S’agissant ici de propos ou comportements mis en œuvre et/ou susceptibles d’être réitérés par un ou plusieurs voisins, de manière concertée ou non, de nature à entraîner une dégradation des conditions de vie de leurs destinataires, le délit de harcèlement moral pourrait être caractérisé en cas de répétition, et sous réserve de démontrer une altération de la santé physique ou mentale de la ou des victimes.

Ces infractions sont autant de fondements juridiques que les soignants visés par ces agissements peuvent invoquer dans le cadre d’un dépôt de plainte, en fonction des spécificités de leur situation propre. Pour ce faire, ils peuvent se déplacer au commissariat ou à la gendarmerie la plus proche, en prenant soin d’adresser ensuite une copie de cette plainte au Procureur de la République du Tribunal judiciaire territorialement compétent en lettre recommandée avec avis de réception.

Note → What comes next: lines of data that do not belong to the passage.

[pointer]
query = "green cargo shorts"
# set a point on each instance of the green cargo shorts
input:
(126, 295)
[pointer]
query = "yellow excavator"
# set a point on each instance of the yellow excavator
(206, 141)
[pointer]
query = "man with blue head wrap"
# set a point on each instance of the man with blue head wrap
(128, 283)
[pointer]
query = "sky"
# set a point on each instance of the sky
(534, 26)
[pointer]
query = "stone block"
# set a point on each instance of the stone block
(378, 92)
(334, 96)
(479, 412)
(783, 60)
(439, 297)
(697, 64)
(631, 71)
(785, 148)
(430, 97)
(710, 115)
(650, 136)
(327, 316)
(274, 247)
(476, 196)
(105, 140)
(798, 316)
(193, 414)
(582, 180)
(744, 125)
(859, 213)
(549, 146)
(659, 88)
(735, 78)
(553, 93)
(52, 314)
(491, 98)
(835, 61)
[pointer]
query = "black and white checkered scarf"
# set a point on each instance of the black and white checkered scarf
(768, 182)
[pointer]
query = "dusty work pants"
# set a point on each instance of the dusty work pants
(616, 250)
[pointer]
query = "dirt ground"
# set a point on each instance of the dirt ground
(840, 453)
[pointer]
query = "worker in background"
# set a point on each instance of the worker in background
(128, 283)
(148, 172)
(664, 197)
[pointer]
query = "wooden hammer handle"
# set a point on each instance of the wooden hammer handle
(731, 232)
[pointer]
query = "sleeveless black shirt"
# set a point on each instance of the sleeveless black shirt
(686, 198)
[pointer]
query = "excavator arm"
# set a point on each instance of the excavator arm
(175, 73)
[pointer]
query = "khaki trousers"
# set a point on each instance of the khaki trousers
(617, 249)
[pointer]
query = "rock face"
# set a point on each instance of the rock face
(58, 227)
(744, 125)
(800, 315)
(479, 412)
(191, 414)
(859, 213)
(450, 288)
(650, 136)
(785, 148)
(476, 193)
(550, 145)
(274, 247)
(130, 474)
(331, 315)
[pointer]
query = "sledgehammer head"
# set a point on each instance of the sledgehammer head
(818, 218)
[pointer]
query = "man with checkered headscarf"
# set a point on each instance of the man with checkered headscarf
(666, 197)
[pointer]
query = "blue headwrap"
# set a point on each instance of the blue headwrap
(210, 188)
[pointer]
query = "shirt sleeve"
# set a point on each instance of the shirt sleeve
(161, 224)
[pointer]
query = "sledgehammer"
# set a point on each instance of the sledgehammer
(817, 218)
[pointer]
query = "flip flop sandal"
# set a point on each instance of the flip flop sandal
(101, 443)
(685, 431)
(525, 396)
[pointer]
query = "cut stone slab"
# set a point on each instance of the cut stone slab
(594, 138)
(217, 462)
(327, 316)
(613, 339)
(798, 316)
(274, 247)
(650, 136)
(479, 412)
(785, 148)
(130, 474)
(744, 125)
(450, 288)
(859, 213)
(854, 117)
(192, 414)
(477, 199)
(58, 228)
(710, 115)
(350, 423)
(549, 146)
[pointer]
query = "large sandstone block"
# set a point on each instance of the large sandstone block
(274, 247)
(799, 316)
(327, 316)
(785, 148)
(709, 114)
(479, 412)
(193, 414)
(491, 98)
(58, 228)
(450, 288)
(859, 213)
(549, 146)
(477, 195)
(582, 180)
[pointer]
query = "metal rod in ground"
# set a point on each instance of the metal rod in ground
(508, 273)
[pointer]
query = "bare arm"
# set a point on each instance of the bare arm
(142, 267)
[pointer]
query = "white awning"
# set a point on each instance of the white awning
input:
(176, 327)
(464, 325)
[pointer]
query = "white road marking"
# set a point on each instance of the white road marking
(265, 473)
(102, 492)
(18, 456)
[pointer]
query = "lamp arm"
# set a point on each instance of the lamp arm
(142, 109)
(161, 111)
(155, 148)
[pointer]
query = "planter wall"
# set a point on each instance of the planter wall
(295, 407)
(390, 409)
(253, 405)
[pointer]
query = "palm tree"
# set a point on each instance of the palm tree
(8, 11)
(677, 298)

Conformément à l’article 85 du Code de procédure pénale, il leur est également possible de déposer directement une plainte au Procureur de la République du Tribunal judiciaire territorialement compétent contre récépissé (sous réserve des difficultés engendrées par le confinement dans le fonctionnement des juridictions) ou d’adresser cette plainte en lettre recommandée avec avis de réception au Procureur de la République compétent. Dans tous les cas, il conviendra de joindre à leur plainte la copie des preuves et justificatifs en leur possession.